Baseten: Mission-Critical LLM Inference Platform Architecture

Overview

This case study is derived from a podcast conversation featuring Amir (co-founder of Baseten) and Ying (lead software engineer on the model performance team at Baseten), discussing their approach to production LLM inference. Baseten positions itself as a dedicated inference platform for mission-critical workloads, distinguishing itself from shared inference endpoints offered by competitors. The conversation provides deep insights into what it takes to run LLMs in production at scale, with particular focus on serving the massive DeepSeek V3 model and their adoption of SGLang as a serving framework.

The DeepSeek V3 Challenge

DeepSeek V3 represents one of the most challenging models to serve in production. At 671 billion parameters using a Mixture of Experts (MoE) architecture, it pushes the boundaries of what’s possible with current hardware. The model was released with FP8 quantization, which was a first for models of this scale—typically models are released in BF16 format.
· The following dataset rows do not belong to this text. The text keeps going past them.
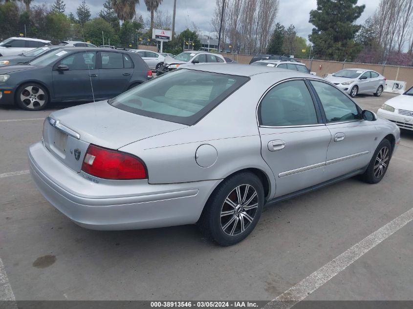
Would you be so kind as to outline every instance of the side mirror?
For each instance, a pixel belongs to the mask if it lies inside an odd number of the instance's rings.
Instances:
[[[59,64],[57,66],[57,70],[60,71],[68,71],[69,67],[65,64]]]
[[[367,121],[375,121],[377,120],[376,114],[370,110],[364,110],[361,112],[361,116],[364,120]]]

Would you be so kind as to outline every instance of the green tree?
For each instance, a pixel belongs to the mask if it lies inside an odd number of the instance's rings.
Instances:
[[[0,38],[3,40],[19,34],[19,8],[13,2],[0,4]]]
[[[158,7],[162,2],[162,0],[144,0],[146,5],[146,8],[151,12],[151,28],[153,28],[153,20],[154,20],[154,12],[158,9]]]
[[[70,21],[62,13],[52,11],[46,16],[48,37],[53,42],[58,43],[66,40],[70,31]]]
[[[139,0],[111,0],[112,7],[121,21],[130,21],[136,12]]]
[[[83,27],[85,40],[92,44],[99,46],[102,45],[102,33],[105,37],[105,43],[107,44],[110,40],[110,44],[117,45],[119,37],[110,23],[102,18],[98,17],[87,21]]]
[[[284,35],[285,27],[279,22],[275,24],[275,28],[268,43],[267,52],[275,55],[283,54],[283,45],[284,43]]]
[[[70,22],[71,22],[72,23],[77,23],[78,21],[75,17],[75,15],[71,12],[67,16],[67,17],[69,18],[69,20],[70,20]]]
[[[63,0],[55,0],[52,5],[52,11],[58,13],[64,13],[66,9],[66,4]]]
[[[106,0],[103,3],[103,9],[99,12],[99,17],[110,23],[115,31],[119,30],[119,19],[112,6],[111,0]]]
[[[138,36],[140,36],[139,32],[142,27],[142,24],[136,21],[125,21],[122,24],[119,31],[119,40],[121,46],[129,48],[129,44],[132,46],[138,45]],[[151,34],[152,36],[152,34]]]
[[[291,24],[287,28],[284,34],[284,40],[283,44],[283,51],[287,55],[294,55],[296,52],[296,37],[297,32],[295,27]]]
[[[309,36],[318,57],[343,60],[353,56],[354,41],[361,26],[354,24],[366,6],[358,0],[317,0],[317,10],[310,12],[309,22],[315,27]]]
[[[76,15],[81,24],[90,20],[90,9],[86,4],[86,0],[83,0],[76,9]]]

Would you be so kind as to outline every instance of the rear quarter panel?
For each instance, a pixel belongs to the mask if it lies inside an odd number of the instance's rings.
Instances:
[[[256,110],[262,94],[276,82],[270,78],[274,76],[265,73],[252,77],[192,126],[141,140],[120,150],[143,160],[151,184],[223,179],[240,170],[255,168],[267,176],[269,196],[272,196],[275,180],[261,156]],[[217,152],[216,161],[209,167],[200,166],[196,160],[196,149],[205,144]]]

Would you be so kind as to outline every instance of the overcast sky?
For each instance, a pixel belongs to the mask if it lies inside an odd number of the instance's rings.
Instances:
[[[54,1],[54,0],[34,0],[32,3],[40,4],[45,2],[49,4]],[[65,0],[66,13],[72,12],[76,15],[76,9],[81,1],[82,0]],[[105,0],[87,0],[92,17],[99,13],[104,1]],[[357,22],[362,23],[372,15],[379,2],[379,0],[359,0],[358,5],[366,4],[366,9]],[[140,2],[137,6],[138,14],[142,14],[144,20],[146,21],[149,12],[143,0],[140,0]],[[193,21],[202,32],[207,34],[210,28],[207,21],[211,20],[215,8],[215,0],[177,0],[175,31],[179,32],[187,27],[191,28]],[[280,0],[280,10],[276,22],[279,21],[286,27],[293,24],[297,35],[308,40],[308,36],[313,28],[313,25],[308,22],[309,14],[310,11],[316,8],[316,0]],[[172,15],[173,9],[174,0],[163,0],[158,9],[169,11]]]

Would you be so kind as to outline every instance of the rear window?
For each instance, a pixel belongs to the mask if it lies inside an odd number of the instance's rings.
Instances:
[[[249,80],[242,76],[177,70],[109,103],[138,115],[192,125]]]

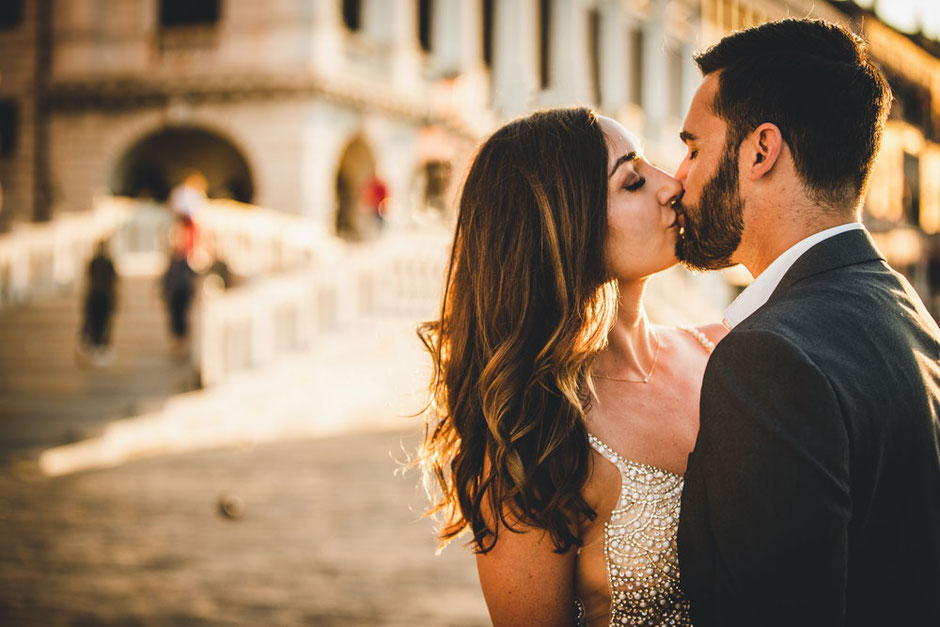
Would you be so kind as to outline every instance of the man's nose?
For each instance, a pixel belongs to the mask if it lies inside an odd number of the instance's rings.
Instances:
[[[682,196],[682,183],[679,179],[667,175],[663,185],[657,193],[657,200],[661,205],[668,205]]]

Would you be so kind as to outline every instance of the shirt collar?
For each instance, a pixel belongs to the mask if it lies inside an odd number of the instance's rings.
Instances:
[[[748,285],[747,288],[734,299],[734,302],[725,309],[722,323],[729,330],[733,329],[752,313],[763,307],[764,303],[770,299],[771,294],[774,293],[774,290],[777,289],[777,286],[787,273],[787,270],[789,270],[790,267],[796,263],[796,260],[802,257],[803,253],[807,250],[830,237],[845,233],[846,231],[862,228],[864,227],[859,222],[841,224],[831,229],[814,233],[788,248],[786,252],[774,259],[773,263],[767,266],[767,269],[761,272],[760,275],[754,279],[754,282]]]

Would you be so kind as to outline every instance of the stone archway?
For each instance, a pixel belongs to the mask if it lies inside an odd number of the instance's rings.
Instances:
[[[210,198],[250,203],[254,197],[241,151],[218,133],[190,126],[162,128],[138,140],[115,163],[108,187],[115,195],[163,202],[188,170],[206,177]]]
[[[381,216],[364,194],[376,180],[372,150],[361,137],[356,137],[343,150],[336,171],[337,235],[362,240],[378,233]]]

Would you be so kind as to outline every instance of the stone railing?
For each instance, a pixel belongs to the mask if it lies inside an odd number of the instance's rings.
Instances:
[[[315,349],[330,335],[368,332],[387,321],[433,317],[439,305],[450,233],[387,233],[337,244],[304,270],[202,293],[197,350],[202,384]]]
[[[110,238],[127,217],[125,205],[105,202],[88,213],[18,224],[0,234],[0,309],[73,289],[95,243]]]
The hardware requirements are substantial. Even with FP8 precision, the model requires approximately 671GB just for weights, plus additional memory for KV cache. This makes it impossible to run on standard H100 nodes (which have 640GB across 8 cards). Baseten opted for H200 GPUs or multi-node H100 configurations to serve this model. The sheer size creates operational challenges beyond just memory—loading times are extremely long, making debugging and performance benchmarking time-consuming affairs (though “not complicated, just slow” as one engineer noted).

A key technical challenge was supporting the blockwise FP8 kernel that DeepSeek V3 uses. At the time of deployment, even TensorRT-LLM didn’t support this, requiring custom kernel implementation using Triton or other tools. This FP8 training approach pioneered by DeepSeek (building on earlier work by Llama/01.ai) is seen as a game-changer that will likely become more common in future model releases.

SGLang as the Serving Framework

Baseten has invested significantly in SGLang as a serving framework, particularly for models like DeepSeek V3. The framework originated in 2023 as a frontend language for LLM programming but evolved into a full inference engine by mid-2024. The appeal of SGLang comes from its combination of performance (competitive with or better than vLLM) and developer-friendly architecture that makes customization and feature development easier than TensorRT-LLM.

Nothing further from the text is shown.